Friday, April 11, 2008

Matthews 1979

Matthews JV Jr. 1979. Late Tertiary carabid fossils from Alaska and the Canadian archipelago. In: Carabid Beetles: Their Evolution, Natural History, and Classification (Erwin TL, Ball GE, Whitehead DR, Halpern AL eds.). Dr. W Junk bv Publishers, The Hague, Netherlands.

For this special symposium, this author summarizes recently discovered and analysed beetle fossils dating from the late Tertiary, and compares them with similar fossils from the Pleistocene. Most Tertiary fossils of insects are either casts or impressions, and beetle fossils tend to be crushed and scattered too severely for good identification and analysis. However, fossils dating from the late Miocene and early Pliocene (roughly 5 million years ago) were discovered at several sites across the western islands of the Canadian Archipelago and a site in western Alaska that resemble Pleistocene fossils in their quality of preservation. The western Alaska site is particularly valuable because the fossil-bearing layer is overlain by a layer of basalt flow, possibly from a volcanic eruption, that can be dated without recourse to biological materials. There was apparently a narrow connection between Alaska and Siberia at the time these fossils were produced.

In general, smaller-bodied beetles are better preserved than large, but many specimens of numerous genera were discovered.

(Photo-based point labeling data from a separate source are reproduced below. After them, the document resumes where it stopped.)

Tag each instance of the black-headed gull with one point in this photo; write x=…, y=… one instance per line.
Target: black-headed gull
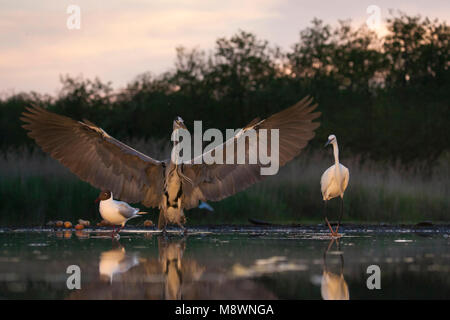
x=106, y=163
x=116, y=212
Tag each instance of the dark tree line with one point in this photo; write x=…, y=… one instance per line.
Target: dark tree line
x=386, y=98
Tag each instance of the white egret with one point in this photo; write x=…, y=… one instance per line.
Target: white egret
x=334, y=181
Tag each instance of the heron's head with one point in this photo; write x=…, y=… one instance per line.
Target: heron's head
x=178, y=123
x=331, y=139
x=104, y=195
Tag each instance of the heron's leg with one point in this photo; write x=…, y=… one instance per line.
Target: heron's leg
x=342, y=213
x=326, y=219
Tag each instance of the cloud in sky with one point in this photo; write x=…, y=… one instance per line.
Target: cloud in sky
x=121, y=39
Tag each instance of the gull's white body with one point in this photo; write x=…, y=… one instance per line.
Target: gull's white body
x=115, y=262
x=334, y=180
x=117, y=212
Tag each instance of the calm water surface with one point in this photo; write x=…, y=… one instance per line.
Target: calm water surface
x=241, y=263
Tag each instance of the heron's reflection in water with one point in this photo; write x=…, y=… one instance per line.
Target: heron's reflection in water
x=333, y=285
x=166, y=274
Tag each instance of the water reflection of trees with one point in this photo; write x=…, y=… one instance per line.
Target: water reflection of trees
x=168, y=276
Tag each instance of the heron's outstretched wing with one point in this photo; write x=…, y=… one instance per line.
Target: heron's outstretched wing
x=217, y=181
x=96, y=157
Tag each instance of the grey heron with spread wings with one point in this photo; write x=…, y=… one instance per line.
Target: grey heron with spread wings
x=108, y=164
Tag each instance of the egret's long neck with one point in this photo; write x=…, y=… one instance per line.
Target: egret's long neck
x=336, y=153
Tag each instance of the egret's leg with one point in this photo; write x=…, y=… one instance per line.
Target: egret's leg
x=342, y=213
x=326, y=219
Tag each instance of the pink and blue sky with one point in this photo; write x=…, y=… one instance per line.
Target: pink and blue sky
x=120, y=39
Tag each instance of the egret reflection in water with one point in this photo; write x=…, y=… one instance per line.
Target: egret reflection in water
x=333, y=285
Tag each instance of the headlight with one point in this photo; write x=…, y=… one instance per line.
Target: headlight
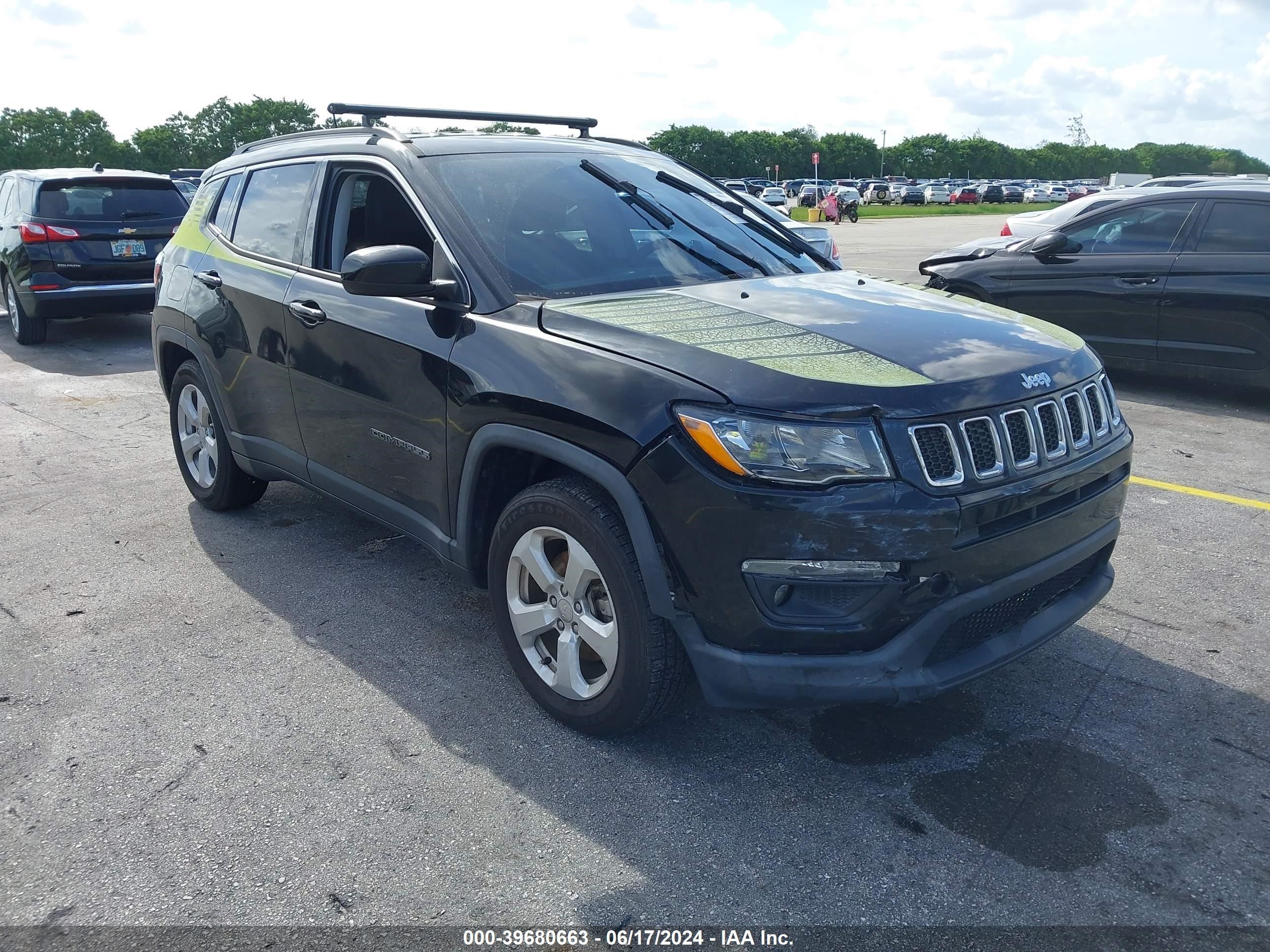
x=786, y=451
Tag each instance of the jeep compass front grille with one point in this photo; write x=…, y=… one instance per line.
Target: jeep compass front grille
x=1017, y=440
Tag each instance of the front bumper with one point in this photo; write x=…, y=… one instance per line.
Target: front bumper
x=901, y=671
x=85, y=300
x=878, y=640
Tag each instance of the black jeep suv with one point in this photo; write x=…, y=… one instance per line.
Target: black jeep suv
x=669, y=436
x=82, y=243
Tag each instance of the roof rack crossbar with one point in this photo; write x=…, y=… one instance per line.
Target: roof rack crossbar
x=374, y=113
x=376, y=131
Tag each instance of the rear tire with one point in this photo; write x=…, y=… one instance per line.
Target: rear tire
x=567, y=532
x=26, y=329
x=199, y=436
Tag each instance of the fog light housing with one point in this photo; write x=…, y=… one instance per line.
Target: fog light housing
x=822, y=570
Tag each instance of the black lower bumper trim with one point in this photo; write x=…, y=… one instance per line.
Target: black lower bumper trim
x=900, y=671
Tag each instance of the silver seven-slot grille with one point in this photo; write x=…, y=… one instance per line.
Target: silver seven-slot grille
x=1019, y=437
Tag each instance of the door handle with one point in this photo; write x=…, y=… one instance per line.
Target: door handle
x=309, y=315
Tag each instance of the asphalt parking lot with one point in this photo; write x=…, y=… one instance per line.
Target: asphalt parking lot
x=289, y=715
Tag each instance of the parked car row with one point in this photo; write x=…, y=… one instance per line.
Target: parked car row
x=82, y=241
x=1165, y=280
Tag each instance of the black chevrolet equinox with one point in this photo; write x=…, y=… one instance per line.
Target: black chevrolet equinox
x=669, y=436
x=80, y=243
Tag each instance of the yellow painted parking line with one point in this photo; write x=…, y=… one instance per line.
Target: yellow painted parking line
x=1204, y=493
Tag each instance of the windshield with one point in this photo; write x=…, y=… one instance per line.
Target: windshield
x=554, y=229
x=100, y=200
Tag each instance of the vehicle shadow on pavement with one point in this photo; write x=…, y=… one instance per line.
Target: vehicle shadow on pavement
x=1088, y=782
x=91, y=348
x=1204, y=398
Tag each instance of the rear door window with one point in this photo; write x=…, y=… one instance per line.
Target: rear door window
x=102, y=200
x=1150, y=229
x=1237, y=228
x=270, y=215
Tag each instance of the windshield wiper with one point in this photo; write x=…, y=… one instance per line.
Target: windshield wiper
x=667, y=217
x=629, y=191
x=790, y=243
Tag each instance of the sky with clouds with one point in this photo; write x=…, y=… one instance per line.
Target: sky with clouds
x=1017, y=70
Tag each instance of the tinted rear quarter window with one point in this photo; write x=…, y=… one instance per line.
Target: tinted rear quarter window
x=102, y=200
x=1237, y=228
x=268, y=217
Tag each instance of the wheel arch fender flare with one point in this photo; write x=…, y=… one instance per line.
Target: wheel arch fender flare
x=167, y=334
x=606, y=475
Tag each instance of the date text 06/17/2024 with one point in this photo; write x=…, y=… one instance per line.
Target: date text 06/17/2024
x=628, y=938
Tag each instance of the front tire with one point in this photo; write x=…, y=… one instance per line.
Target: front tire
x=573, y=615
x=26, y=329
x=199, y=436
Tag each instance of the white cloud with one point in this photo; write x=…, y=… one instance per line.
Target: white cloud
x=1137, y=70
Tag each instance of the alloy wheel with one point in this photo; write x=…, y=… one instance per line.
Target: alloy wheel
x=196, y=429
x=562, y=613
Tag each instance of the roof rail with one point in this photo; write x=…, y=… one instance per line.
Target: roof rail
x=630, y=142
x=376, y=131
x=373, y=113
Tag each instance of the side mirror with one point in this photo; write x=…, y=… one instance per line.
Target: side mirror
x=394, y=271
x=1052, y=243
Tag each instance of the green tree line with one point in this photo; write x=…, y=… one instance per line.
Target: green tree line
x=52, y=137
x=43, y=139
x=851, y=155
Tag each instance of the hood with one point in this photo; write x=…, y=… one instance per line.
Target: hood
x=830, y=342
x=980, y=248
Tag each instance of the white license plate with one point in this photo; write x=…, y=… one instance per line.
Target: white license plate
x=129, y=248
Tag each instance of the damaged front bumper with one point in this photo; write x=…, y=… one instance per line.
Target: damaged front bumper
x=963, y=602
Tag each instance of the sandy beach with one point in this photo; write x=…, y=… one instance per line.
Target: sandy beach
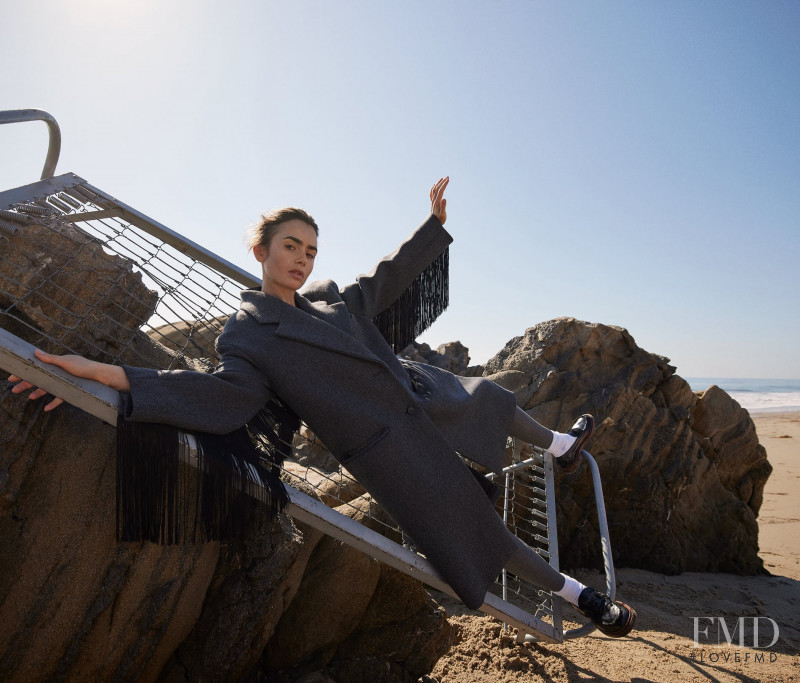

Matthews (1977) includes a complete list of all fossil Coleoptera found, including the carabids described here. Several examples of species-diagnostic features were found, including highly detailed elytra and parts of male genitalia.

The first part of the discussion of this paper is a critique of the strictly-Hennigian methods of Phylogenetic Systematics, which disallows phyletic evolution, i.e. changes in species phenotypes through time without associated lineage splitting. Later parts of the discussion describe the probable Taiga ecosystem present at very high latitudes in the late Miocene. The author ends the paper with optimism that similar high-quality Tertiary fossils may soon be found in other high latitude areas around the world.